Initially published on MacroHive on February 6, 2020

In light of the vertical rise in Tesla’s share price in the last few months, I thought it worthwhile to revisit an old narrative comparing the Apple’s iPhone moment with Tesla now. My verdict: I wouldn’t get sucked in by any ‘paradigm shift’ just yet. Though there are plenty of possible reasons and even more conspiracy theories, this share price spike is likely nothing other than mad short covering.

Having said that, Tesla might be worth this much – indeed maybe even more. But the story has to change: Tesla is not a car company, and it is not in the mobility business; instead, it is an energy storage company, and it is in the renewable energy business.

The iPhone shifted the paradigm because it distinguished itself as a mobile device, not a mobile phone. Moreover, the iPhone arrived at the very beginning of the internet/social media/digital cycle. Tesla is still a car (you need to drive it!), albeit without an internal combustion engine, and it comes at the end of the mobility cycle. After all, cars have been around in roughly the same form for at least 100 years. Air travel was a much bigger disruptor. If you want an iPhone analogy in the mobility cycle, it’s that, not Tesla. The fact that air travel is a money loser now also supports the idea that we are at the end of the traditional mobility cycle.

The Autonomous Vehicle (AV) could be the next big disruptor in the mobility sector, not the Electric Vehicle (EV) – which is what Tesla currently is. People are much more likely to use an AV than an EV because in an AV they are free to do whatever they want while it transports them. It also has the potential to be cheaper and more comfortable than a driver-operated EV taxi.

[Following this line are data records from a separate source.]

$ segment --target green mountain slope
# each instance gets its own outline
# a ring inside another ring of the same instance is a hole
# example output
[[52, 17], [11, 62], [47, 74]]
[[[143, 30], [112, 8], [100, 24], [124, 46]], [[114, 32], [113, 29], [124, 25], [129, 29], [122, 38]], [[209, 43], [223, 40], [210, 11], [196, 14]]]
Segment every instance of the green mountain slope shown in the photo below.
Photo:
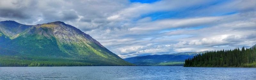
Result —
[[147, 55], [124, 59], [125, 61], [139, 66], [183, 66], [185, 59], [207, 51], [180, 53], [171, 54]]
[[63, 22], [29, 25], [5, 21], [0, 25], [2, 66], [133, 65]]

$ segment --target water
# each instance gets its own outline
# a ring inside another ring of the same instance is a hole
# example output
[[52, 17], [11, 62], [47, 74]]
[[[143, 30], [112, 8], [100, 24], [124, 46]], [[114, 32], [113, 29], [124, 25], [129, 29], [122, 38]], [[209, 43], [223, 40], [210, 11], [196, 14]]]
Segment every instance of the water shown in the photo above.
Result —
[[0, 67], [0, 79], [256, 79], [256, 68], [180, 66]]

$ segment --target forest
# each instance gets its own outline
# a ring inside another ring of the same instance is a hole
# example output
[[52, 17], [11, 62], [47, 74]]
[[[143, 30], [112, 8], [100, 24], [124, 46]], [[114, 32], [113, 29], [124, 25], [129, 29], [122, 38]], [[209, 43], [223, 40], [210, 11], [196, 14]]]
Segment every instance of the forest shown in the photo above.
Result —
[[255, 47], [209, 51], [185, 60], [184, 67], [256, 67]]

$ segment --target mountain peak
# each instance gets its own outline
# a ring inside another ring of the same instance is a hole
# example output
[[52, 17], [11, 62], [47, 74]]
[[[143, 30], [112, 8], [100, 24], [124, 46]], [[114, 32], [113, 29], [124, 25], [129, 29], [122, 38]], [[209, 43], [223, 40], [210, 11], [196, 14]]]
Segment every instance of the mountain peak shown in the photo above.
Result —
[[6, 20], [4, 21], [0, 21], [1, 23], [11, 23], [12, 24], [20, 24], [16, 21], [12, 20]]

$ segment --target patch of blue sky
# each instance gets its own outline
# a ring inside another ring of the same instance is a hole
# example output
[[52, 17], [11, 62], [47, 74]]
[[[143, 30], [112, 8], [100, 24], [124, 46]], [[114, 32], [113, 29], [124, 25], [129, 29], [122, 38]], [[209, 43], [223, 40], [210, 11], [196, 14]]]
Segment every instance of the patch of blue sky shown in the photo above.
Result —
[[198, 13], [197, 11], [210, 7], [212, 6], [221, 5], [230, 2], [230, 0], [217, 0], [213, 3], [195, 5], [189, 7], [176, 9], [169, 11], [158, 11], [151, 13], [143, 14], [140, 17], [135, 19], [136, 20], [145, 18], [151, 18], [152, 21], [164, 19], [181, 18], [184, 18], [209, 16], [219, 16], [231, 15], [237, 13], [236, 11], [216, 11], [214, 12], [205, 12]]
[[131, 3], [152, 3], [160, 0], [130, 0]]

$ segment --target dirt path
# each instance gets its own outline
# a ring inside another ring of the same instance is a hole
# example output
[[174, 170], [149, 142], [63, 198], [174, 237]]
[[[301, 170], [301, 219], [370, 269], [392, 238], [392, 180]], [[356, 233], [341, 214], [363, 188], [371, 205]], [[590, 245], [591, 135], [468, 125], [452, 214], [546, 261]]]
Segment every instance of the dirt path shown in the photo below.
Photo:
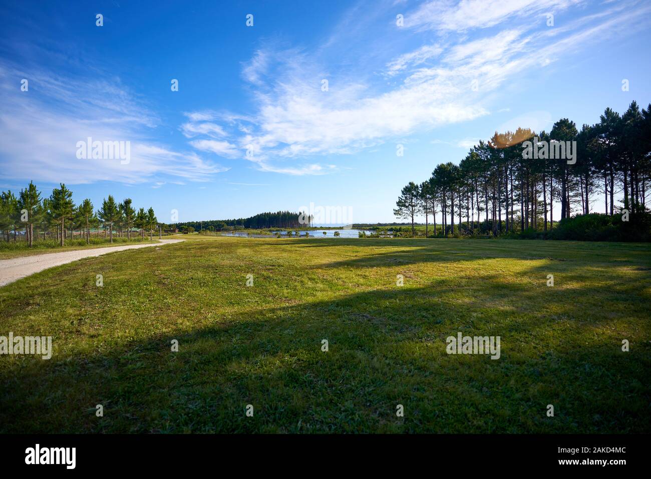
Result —
[[146, 245], [125, 245], [124, 246], [111, 246], [92, 249], [79, 249], [75, 251], [52, 253], [46, 254], [35, 254], [31, 256], [14, 258], [11, 260], [0, 260], [0, 286], [13, 282], [21, 278], [33, 275], [49, 267], [60, 264], [72, 263], [84, 258], [98, 256], [102, 254], [123, 251], [125, 249], [146, 248], [148, 246], [160, 246], [180, 243], [183, 240], [158, 240], [158, 243], [149, 243]]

The problem with AV, still, is that it is a long way off. Elon Musk had initially set a deadline of fully autonomous driving by the end of 2019. That obviously did not happen. During the company’s Q4’2019 earnings call, Musk said that it might happen in a few months. But he downplayed how well the system would work, clarifying, “That doesn’t mean the features are working well”. This is not just a question of technology (for example, given the complexity of the urban landscape, city driving requires fully Level 5 automation), but it is also a question of regulations and costs. By the time the fully AV is available, probably not before the 2030s, especially in urban settings, the demand for it, will likely be lower simply because the digital medium would have evolved much more, surpassing the physical medium in terms of popularity.

So, if Tesla is not at its ‘iPhone’ moment, what could justify such a high share price?

Source: Nasdaq

As a car company, the $150bn market capitalisation makes little sense given comps in the industry. Though the last three quarters have finally been cash-flow positive, if the latest number of $976mm is properly discounted by the stock-based compensation of $898mm (accounted as a non-cash cost), the free cash flow (FCF) is not that big. And bear in mind that to get to it, Tesla had to halve its initial 2019 CAPEX from $2.5Bn, projected in Q1’2019, to what came to be the real 2019 number of $1.3bn. With one of the lowest CAPEX as a percentage of revenues in the business, it is difficult to imagine how Tesla will compete with the other car producers.


Tesla as a software company (similar to Uber and Lyft, i.e. turning into a utility as a platform) could possibly push the valuation up a bit, but hardly to where we are now given that Uber’s market cap is less than half of Tesla’s. The only way to get to the escape velocity we have been experiencing in the share price now is to completely exit the mobility sector and to focus on energy storage as the missing link in our society’s transition to a renewable energy future.


There is an argument to be made that this could have been Elon Musk’s initial idea. In 2004, less than a year after founding Tesla, Musk and his cousin thought of starting SolarCity during a trip to Burning Man, realising solar power’s potential in countering climate change. Tesla acquired SolarCity in 2016 and, in that same year, the company’s mission statement changed from ‘transitioning the world to sustainable transport’ to ‘accelerate the world’s transition to sustainable energy’.


But still, to get to today’s valuation, Tesla would have to put on a smart PR exercise talking about this mission statement shift in detail. To go higher from here, Tesla would need to align its vision statement, ‘to create the most compelling car company of the 21st century by driving the world’s transition to electric vehicles’ to its mission statement above. i.e.Tesla
needs to completely drop the transportation angle (where margins are only going lower) and invest a lot more in CAPEX and R&D with a focus on developing the best renewable storage options.

If then the market understands where Tesla is committed to going and believes in its technological abilities, it will drop all its requirements for near-term profitability and start pricing the stock with a much higher multiple – one more in line with other near-monopoly companies with a first-mover advantage. Barring any such efforts, Tesla’s stock is probably heading down as soon as the short covering is finished. At the end of the day, valuations are a matter of perceptions and assumptions first, and only then a question of whether the numbers fit. Wednesday [February 4] saw the start of this correction with a 17% drop. The only question now is whether the selloff will be as fast as on the way up.